Enfin, il est temps de mettre fin au règne de l'arbitraire et d'abolir ces pseudo-écoles de fiqh basées sur des angles de dépression du soleil fixes toute l'année, car cela n'est vraiment pas le cas, si ce n'est que deux jours par an, au même titre que le soleil se lève à l'est deux jours par an. Il est au contraire grand temps que les scientifiques et oulémas remettent en cause certains fondamentaux erronés, et travaillent ensemble pour remettre les pendules à l'heure, dans un climat collaboratif et non pas dans la surenchère.

Ce sujet est essentiel et démontre à lui seul les efforts qui restent à réaliser pour corriger les éléments obsolètes des méthodologies de l'ijtihad.

8/ Conclusion

Conformément à ce qui a été prédit par les astronomes musulmans de l'ère moderne, nous avons établi avec une précision de l'ordre du dizième de degré, que l'angle de dépression du soleil associé à ETD, varie périodiquement, en un endroit donné, entre une valeur minimum et une valeur maximale.
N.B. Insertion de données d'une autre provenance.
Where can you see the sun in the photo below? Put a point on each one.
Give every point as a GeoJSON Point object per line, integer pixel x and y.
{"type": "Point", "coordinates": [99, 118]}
A lausanne, à titre d'exemple, entre le 1er mai et le 31 juillet, variait entre 12.5 degrés (au solstice d'été) et 14.0 degrés le 1er mai. La variation journalière de la courbe horaire associée à ETD était de 56s à Lausanne (Latitude:46.5 degrés). Dans la même période, cette variation journalière était de 70s à Lille (Latitude: 50.6 degrés), soit 14s plus rapide. A moins d'être exactement à l'équateur, le choix d'un angle fixe toute l'année associé à ETD est infondé, irrecevable et erroné. Toutes les écoles du fiqh pronant le contraire doivent abroger ces règles.

Enfin, il est à rappeler, que le signe disctinctif lié à l'événement ETD, ce n'est pas le GHALASS, mais la disparition de la visibilité de la ligne horizontale dans le ciel caractéristique du splitting vertical des parties blanches et sombres du ciel, qui se traduit techniquement par l'atténuation du contraste vertical autour de cette ligne, en dessous d'un seuil de visibilité. Ce signe distinctif est une découverte qui a constitué le jalon manquant pendant très longtemps.